# "Huge sander" may be something else?



## ericc (Aug 13, 2020)

Huge sander - tools - by owner - sale
					

Huge old sander. Buyer moves. Text if interested



					sfbay.craigslist.org


----------



## DiscoDan (Aug 13, 2020)

Looks like a horizontal mill


----------



## Papa Charlie (Aug 13, 2020)

Looks like a surface grinder to me. Would be fun to rebuild. Wish I was closer. But I am about 1000 miles away.


----------



## ericc (Aug 13, 2020)

The price is right, but I have too many projects.  I also have a great horizontal mill, but it cost a lot more.


----------



## JimDawson (Aug 13, 2020)

Not sure what that thing is.  Looks like a shop made horizontal mill with a grinding wheel for a cutter.  Very strange machine.


----------



## markba633csi (Aug 13, 2020)

Looks like a horizontal mill converted to do sanding/grinding by gearing it up with a ? truck transmission?


----------



## Papa Charlie (Aug 13, 2020)

Slightly off subject, but how do you post the box with the link to the CL adds?


----------



## darkzero (Aug 13, 2020)

Papa Charlie said:


> Slightly off subject, but how do you post the box with the link to the CL adds?



It's done automatically here on H-M, just post the url link & the forum software will do it. But the BB code is *(URL unfurl="true") insert url link here (/url)* (replaced the parentheses with brackets). When that type of link is unwanted, remove *unfurl="true"* from the BB code.


----------



## matthewsx (Aug 13, 2020)

I’m in Hollister right now at work. I have no interest in this thing but if anyone else does I could put eyeballs on it.

john


----------



## benmychree (Aug 13, 2020)

Papa Charlie said:


> Looks like a surface grinder to me. Would be fun to rebuild. Wish I was closer. But I am about 1000 miles away.

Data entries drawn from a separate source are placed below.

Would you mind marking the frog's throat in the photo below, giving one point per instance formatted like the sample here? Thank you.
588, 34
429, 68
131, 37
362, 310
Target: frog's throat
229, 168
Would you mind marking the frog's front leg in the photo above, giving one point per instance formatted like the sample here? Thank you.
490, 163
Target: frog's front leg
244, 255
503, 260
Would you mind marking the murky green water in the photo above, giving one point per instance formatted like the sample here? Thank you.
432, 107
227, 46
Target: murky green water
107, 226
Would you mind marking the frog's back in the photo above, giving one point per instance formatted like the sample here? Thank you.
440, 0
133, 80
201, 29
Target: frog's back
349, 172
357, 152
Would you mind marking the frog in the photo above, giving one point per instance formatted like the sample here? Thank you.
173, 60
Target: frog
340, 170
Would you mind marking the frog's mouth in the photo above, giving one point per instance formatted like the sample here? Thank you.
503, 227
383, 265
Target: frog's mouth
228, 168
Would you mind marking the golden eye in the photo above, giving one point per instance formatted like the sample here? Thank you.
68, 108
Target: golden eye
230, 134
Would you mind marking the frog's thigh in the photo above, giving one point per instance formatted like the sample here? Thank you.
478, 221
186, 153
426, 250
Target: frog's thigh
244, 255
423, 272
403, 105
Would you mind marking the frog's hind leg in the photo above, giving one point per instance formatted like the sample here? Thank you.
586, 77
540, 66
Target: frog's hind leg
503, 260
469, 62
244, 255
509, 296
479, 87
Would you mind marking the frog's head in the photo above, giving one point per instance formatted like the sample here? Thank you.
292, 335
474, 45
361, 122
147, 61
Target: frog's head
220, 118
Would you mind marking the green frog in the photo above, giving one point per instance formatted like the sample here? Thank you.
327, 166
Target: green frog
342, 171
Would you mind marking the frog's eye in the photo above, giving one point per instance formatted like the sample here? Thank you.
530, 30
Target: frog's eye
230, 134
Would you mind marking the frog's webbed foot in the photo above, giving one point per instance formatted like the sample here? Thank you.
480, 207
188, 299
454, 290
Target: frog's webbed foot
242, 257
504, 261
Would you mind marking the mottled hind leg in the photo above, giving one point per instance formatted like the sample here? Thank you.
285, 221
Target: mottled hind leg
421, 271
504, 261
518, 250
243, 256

Surface grinders do not have overarms; obviously a horizontal mill.  At any rate, the magnetic chuck is worth the price.


----------



## Janderso (Aug 13, 2020)

It's a custom machine. Sure is poorly cared for.


----------



## benmychree (Aug 13, 2020)

Janderso said:


> It's a custom machine. Sure is poorly cared for.


Custom? That's funny!


----------



## Martin W (Aug 13, 2020)

That big ol gearshift makes me think of Eddie Rabbit. Drivin My Life Away

Ooh, I'm drivin' my life away, lookin' for a better way for me
Ooh, I'm drivin' my life away, lookin' for a sunny day

cheers
Martin


----------



## Ulma Doctor (Aug 14, 2020)

needs a 454 Chevy to power it up right!


----------



## Ulma Doctor (Aug 15, 2020)

looks like a quadra-trac transfer case is missing some gears and a chain too !


----------